The last two examples are variants of signaling. The idea with signaling is that the agents themselves signal to which group they belong. It is, of course, not enough that they say that they belong to a certain group. It must be a signal that the low-quality group cannot afford, so that truth telling is optimal.
Moral hazard
Moral hazard has to do with asymmetric information after an agreement has been made, for instance after a contract has been signed. We can continue the insurance example from above in the following way: Say that the careful person has managed to convince the insurance firm that she is, indeed, carful.
Therefore, she constitutes a low-risk person, and she only has to pay a small premium to get the insurance.
Say that she bought insurance for her bike, and that this guarantees her a new bike if the one she has is stolen. Before she bought insurance, she would have lost the full value of the bike if it had been stolen; now she will only lose the time it takes to get a new one.
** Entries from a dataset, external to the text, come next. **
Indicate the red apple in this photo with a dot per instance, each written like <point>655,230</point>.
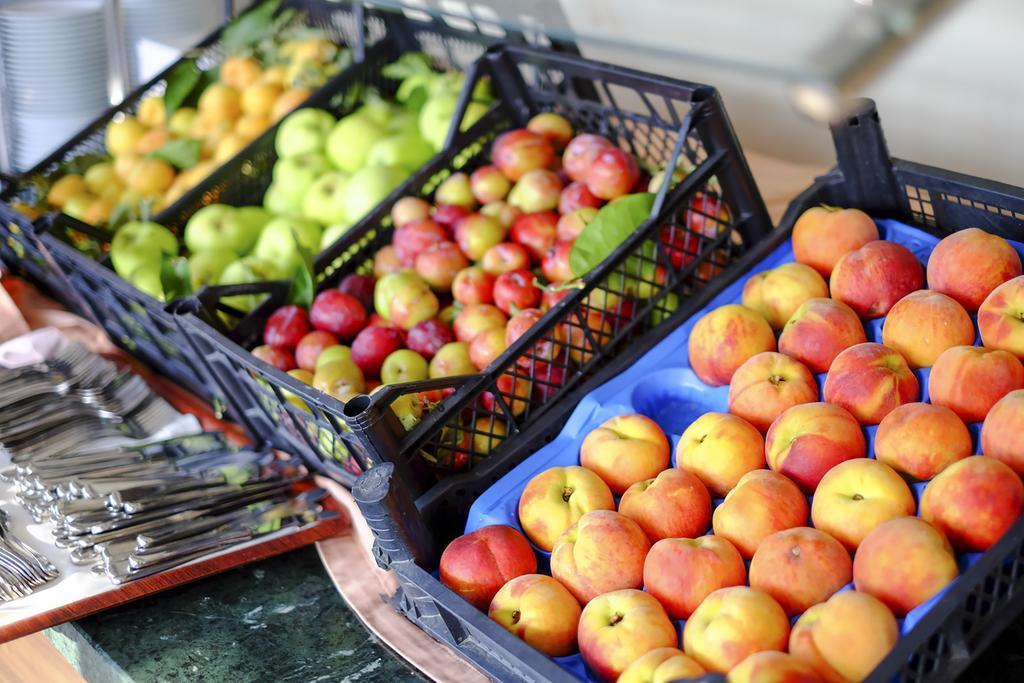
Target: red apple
<point>515,291</point>
<point>518,152</point>
<point>338,313</point>
<point>286,327</point>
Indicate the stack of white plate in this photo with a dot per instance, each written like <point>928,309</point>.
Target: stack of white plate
<point>177,25</point>
<point>55,73</point>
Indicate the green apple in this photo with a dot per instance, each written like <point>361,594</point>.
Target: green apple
<point>139,242</point>
<point>276,244</point>
<point>336,352</point>
<point>279,201</point>
<point>325,201</point>
<point>296,174</point>
<point>407,151</point>
<point>403,366</point>
<point>303,131</point>
<point>351,139</point>
<point>368,187</point>
<point>245,270</point>
<point>205,267</point>
<point>220,226</point>
<point>332,233</point>
<point>146,279</point>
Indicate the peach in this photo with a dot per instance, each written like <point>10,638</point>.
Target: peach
<point>876,276</point>
<point>777,293</point>
<point>619,628</point>
<point>824,235</point>
<point>1000,433</point>
<point>818,331</point>
<point>731,624</point>
<point>903,562</point>
<point>846,637</point>
<point>675,504</point>
<point>625,450</point>
<point>681,572</point>
<point>762,504</point>
<point>766,385</point>
<point>870,380</point>
<point>855,497</point>
<point>970,380</point>
<point>970,263</point>
<point>1000,317</point>
<point>724,339</point>
<point>924,324</point>
<point>772,667</point>
<point>720,449</point>
<point>922,439</point>
<point>974,502</point>
<point>662,666</point>
<point>602,552</point>
<point>800,567</point>
<point>809,439</point>
<point>556,499</point>
<point>540,611</point>
<point>477,564</point>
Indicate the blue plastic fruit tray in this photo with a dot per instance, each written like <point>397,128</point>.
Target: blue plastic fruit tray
<point>662,386</point>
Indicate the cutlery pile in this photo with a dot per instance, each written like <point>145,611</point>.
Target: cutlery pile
<point>80,433</point>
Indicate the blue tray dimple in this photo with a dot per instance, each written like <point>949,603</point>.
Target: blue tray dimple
<point>662,386</point>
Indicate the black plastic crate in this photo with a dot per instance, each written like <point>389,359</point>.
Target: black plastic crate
<point>136,321</point>
<point>411,531</point>
<point>660,121</point>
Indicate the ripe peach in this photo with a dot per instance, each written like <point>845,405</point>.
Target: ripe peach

Consequently, there is much less reason for her to go through the trouble of taking good care of her bike. Therefore, the risk that the bike is stolen increases and she might now constitute a risk for the insurer that is as big as the careless people are.
Because she has insurance, her risk behavior has changed to the insurer’s disadvantage. She only had to pay a low price since she is careful, but after she got insurance, she is no longer careful and should have had to pay a high price. Since the insurer cannot check if her risk-behavior has changed, she can take advantage of the firm and offload a larger share of the risk on them than she has paid for.
How to Reduce Problems with Moral Hazard
The classical way to reduce problems with moral hazard in the insurance sector is to demand that the customer keeps a part of the risk. Usually, an insurer demands that the customer pays a certain amount herself, the so-called deductable. Thereby, the risk that she becomes overly careless is reduced.